Seedlings without (R1) and with (R2) root deformation were distributed in three conditions of light availability, repeated three times each. Light conditions were obtained by constructing shaded houses with 1 m wide × 1 m long × 0.80 m high, covered with different layers of shade cloths. The shade houses were then arranged randomly on three wooden and metal benches with 1 m height and 4.0 x 1.5 m area, so as to have a replica of each light environment per bench. Throughout the experiment, the photosynthetically active radiation (PAR) was measured using S-LIA-M003 light sensors coupled to Hobo Micro Station Data Loggers (Onset Computer, Massachusetts, USA). The data loggers were programmed to perform readings at 1-second intervals and to store the mean PAR values every 10 min. During the experiment, the average daily total PAR was 28, 12, and 1 mol photons m^-2 day^-1, respectively, for the three light environments. Air temperature and relative humidity were monitored inside the nursery using a Hobo Pro V2 Data Logger sensor (Onset Computer, Massachusetts, USA). The average daytime temperature was 27.5 °C and the average nighttime temperature was 23.8 °C, and the maximum and minimum temperatures were 31.6 °C and 23.1 °C, respectively. The average daily vapor pressure (DPV) deficit was 0.81 kPa.
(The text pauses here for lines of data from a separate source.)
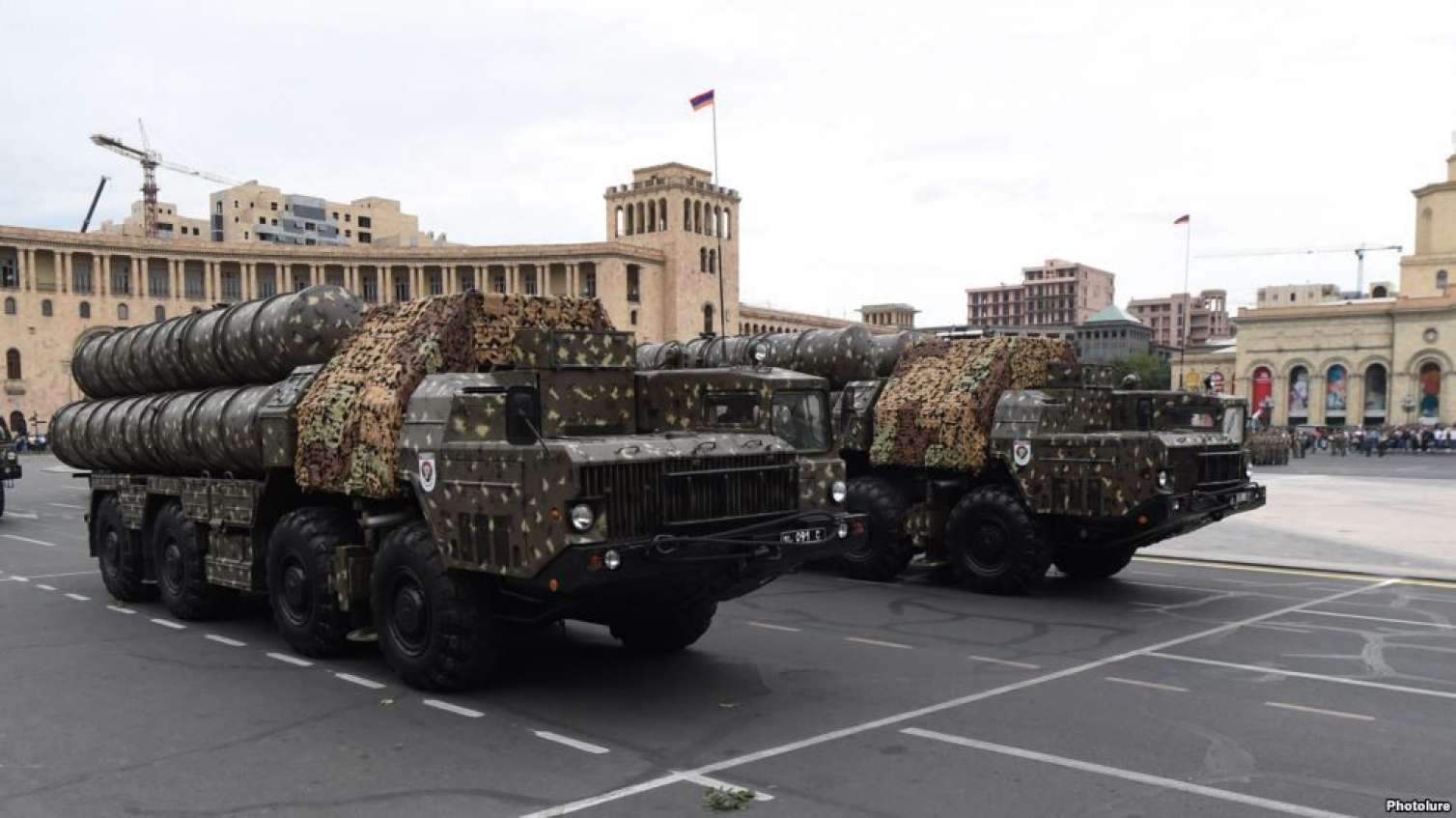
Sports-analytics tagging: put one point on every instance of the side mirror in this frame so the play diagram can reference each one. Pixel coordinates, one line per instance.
(523, 410)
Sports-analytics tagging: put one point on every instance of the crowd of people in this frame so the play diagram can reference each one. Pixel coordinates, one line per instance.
(1373, 441)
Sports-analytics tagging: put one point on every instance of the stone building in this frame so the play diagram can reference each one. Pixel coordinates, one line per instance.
(1203, 316)
(1057, 293)
(670, 238)
(1358, 361)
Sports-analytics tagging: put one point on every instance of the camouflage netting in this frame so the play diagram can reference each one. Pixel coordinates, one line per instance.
(503, 315)
(937, 409)
(351, 418)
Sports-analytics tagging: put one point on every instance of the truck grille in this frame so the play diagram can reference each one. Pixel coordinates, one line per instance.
(1220, 469)
(639, 498)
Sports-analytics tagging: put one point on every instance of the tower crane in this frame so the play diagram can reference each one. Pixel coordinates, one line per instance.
(151, 160)
(1358, 253)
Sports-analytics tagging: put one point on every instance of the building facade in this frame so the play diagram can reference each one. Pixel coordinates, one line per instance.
(1363, 361)
(657, 275)
(1203, 318)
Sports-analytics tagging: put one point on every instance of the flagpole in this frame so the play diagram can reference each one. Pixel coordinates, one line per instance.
(718, 232)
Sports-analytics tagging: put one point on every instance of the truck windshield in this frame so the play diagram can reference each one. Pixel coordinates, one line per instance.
(801, 418)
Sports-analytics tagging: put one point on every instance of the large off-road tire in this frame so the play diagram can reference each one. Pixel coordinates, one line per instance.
(118, 554)
(300, 590)
(664, 631)
(180, 554)
(1092, 562)
(994, 545)
(887, 549)
(434, 625)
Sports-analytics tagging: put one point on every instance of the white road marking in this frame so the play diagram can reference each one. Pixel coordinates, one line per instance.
(28, 539)
(1302, 674)
(573, 743)
(1321, 711)
(1385, 619)
(358, 680)
(1152, 685)
(290, 660)
(715, 783)
(931, 709)
(1126, 775)
(450, 708)
(879, 643)
(770, 626)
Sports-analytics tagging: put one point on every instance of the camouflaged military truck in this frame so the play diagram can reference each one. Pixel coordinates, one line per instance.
(550, 487)
(9, 465)
(999, 457)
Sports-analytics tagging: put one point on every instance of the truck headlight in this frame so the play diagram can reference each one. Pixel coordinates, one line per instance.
(581, 517)
(837, 491)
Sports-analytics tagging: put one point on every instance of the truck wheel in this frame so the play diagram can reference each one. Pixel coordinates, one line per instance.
(887, 550)
(664, 631)
(994, 543)
(1092, 562)
(433, 623)
(180, 559)
(300, 593)
(118, 553)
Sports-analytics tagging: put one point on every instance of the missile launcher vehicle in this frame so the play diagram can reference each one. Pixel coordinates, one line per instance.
(997, 457)
(435, 472)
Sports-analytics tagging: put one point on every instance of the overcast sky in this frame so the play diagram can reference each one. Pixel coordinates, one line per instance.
(885, 152)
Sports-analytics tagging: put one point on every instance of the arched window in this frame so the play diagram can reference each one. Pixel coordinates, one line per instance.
(1430, 390)
(1375, 399)
(1298, 395)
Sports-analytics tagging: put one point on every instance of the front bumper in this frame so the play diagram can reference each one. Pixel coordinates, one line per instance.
(721, 564)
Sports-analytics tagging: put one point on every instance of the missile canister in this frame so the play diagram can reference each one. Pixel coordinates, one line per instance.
(178, 433)
(252, 342)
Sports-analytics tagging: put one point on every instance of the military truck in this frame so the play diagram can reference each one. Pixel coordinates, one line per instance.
(997, 457)
(520, 495)
(9, 465)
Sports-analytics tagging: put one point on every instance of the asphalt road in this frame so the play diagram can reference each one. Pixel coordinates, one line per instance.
(1175, 689)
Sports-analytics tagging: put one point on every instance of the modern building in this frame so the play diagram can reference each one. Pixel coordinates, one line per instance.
(1111, 335)
(1057, 293)
(1378, 360)
(1178, 316)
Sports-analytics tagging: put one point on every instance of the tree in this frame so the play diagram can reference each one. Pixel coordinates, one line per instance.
(1152, 372)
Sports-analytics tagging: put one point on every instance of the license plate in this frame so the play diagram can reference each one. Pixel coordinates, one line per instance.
(802, 536)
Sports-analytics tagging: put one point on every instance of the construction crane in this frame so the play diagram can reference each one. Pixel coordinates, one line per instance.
(1358, 253)
(91, 212)
(151, 160)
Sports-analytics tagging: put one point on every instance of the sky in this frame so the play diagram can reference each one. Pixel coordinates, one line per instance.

At the beginning of the experiment, when plants were transferred to the light environment, (RDM₁), stems (SDM₁), leaves (LDM₁) and total dry mass (TDM) were evaluated for 10 seedlings with root deformation and 10 seedlings without root deformation. Dry masses of roots, stems, and leaves were obtained by drying plant parts in an air-circulating oven at 50 °C until a constant dry mass was obtained. At 43 days after the beginning of the experiment, measures of plant height (H) and diameter (D) were measured. The plants were removed from the substrate, and the root volume (RV) was measured by the displaced water method using a 500 mL measuring beaker. The plants were then separated into roots, stems, and leaves for the determination of RDM₂, SDM₂, LDM₂, and TDM₂. From these values, the following variables were calculated:

root mass ratio ${RMR}_{2} = \frac{{RDM}_{2}}{{TDM}_{2}}$ , stem mass ratio ${SMR}_{2} = \frac{{SDM}_{2}}{{TDM}_{2}}$ , and leaf mass ratio ${LMR}_{2} = \frac{{LDM}_{2}}{{TDM}_{2}}$ , relative growth rate based on total plant dry mass $RGR = \frac{In {TDM}_{2} - In {TDM}_{1}}{43}$ , relative growth rate based on leaf mass ${RGR}_{L} = \frac{\ln {LDM}_{2} - \ln {LDM}_{1}}{43}$ , relative growth rate based on stem dry mass ${RGR}_{S} = \frac{\ln {SDM}_{2} - \ln {SDM}_{1}}{43}$ , and relative growth rate based on root dry mass ${RGR}_{R} = \frac{\ln {RDM}_{2} - \ln {RDM}_{1}}{43}$ , where indices 1 and 2 correspond to the evaluations performed at the end and at the beginning of the experiment, respectively, and 43 days was the duration of the experiment. Based on data of H, D, RDM, and RV, we calculated the ratios of D/H, D/RV, and H/RV.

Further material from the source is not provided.